Engine choice here is a matter of taste. The heavier TDI (3350 pounds versus the 2.5’s 3300) is the rowdier of the two, with livelier steering, the typical diesel bloom of midrange torque, and the DSG’s giddy, right-now shifts. The five-cylinder’s relative torque deficit and heavy, low-speed steering mean it isn’t as much fun to spank down city streets, but the gap is narrowed by the diesel’s maddeningly upshift-happy gearbox. It doggedly yanks you into a higher gear and away from grunt whenever possible. Blame the TDI’s 43-mpg highway fuel-economy rating.
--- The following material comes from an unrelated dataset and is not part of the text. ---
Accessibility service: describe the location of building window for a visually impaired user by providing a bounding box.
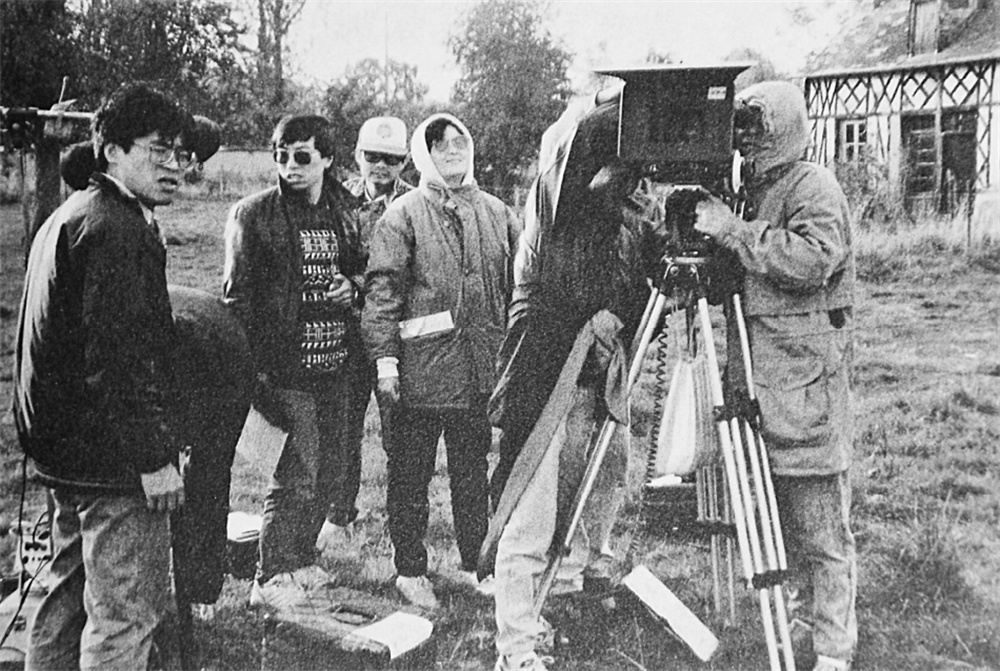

Amazingly, for a car that just had thousands of dollars ripped from its street price, the Passat’s interior is respectable. The back seat is big enough for two grown men to live out of. The optional 400-watt Fender audio system, with a sound profile an engineer predictably described as “purposely middle-of- the-road,” is punchy and accurate enough to please almost everybody. You see the frugalizing in a couple of places—a glove-box interior finished like a kid’s lunchbox, a cupholder lid sharp enough to double as a prison shiv—but overall, things are on par for the class. There’s none of the packed-with-goodies feel of a Sonata or an Accord, but hey, subtlety is underrated.
In the end, though, it’s the Passat’s flavorless styling that sticks in your craw. (Or is that gristle from the fat sandwich?) It’s fitting that the rear three-quarter view has a lot of Chevy Impala in it; from a certain perspective, this car—populist, affordable, patently inoffensive—is the world’s greatest Impala. Given what VW is trying to accomplish, that’s meant to be a compliment.
Note: Volkswagen representatives do not like it when you tell them this. They grow narrow-eyed and stare into the distance like Davy Crockett. Perhaps they’re looking for snakes.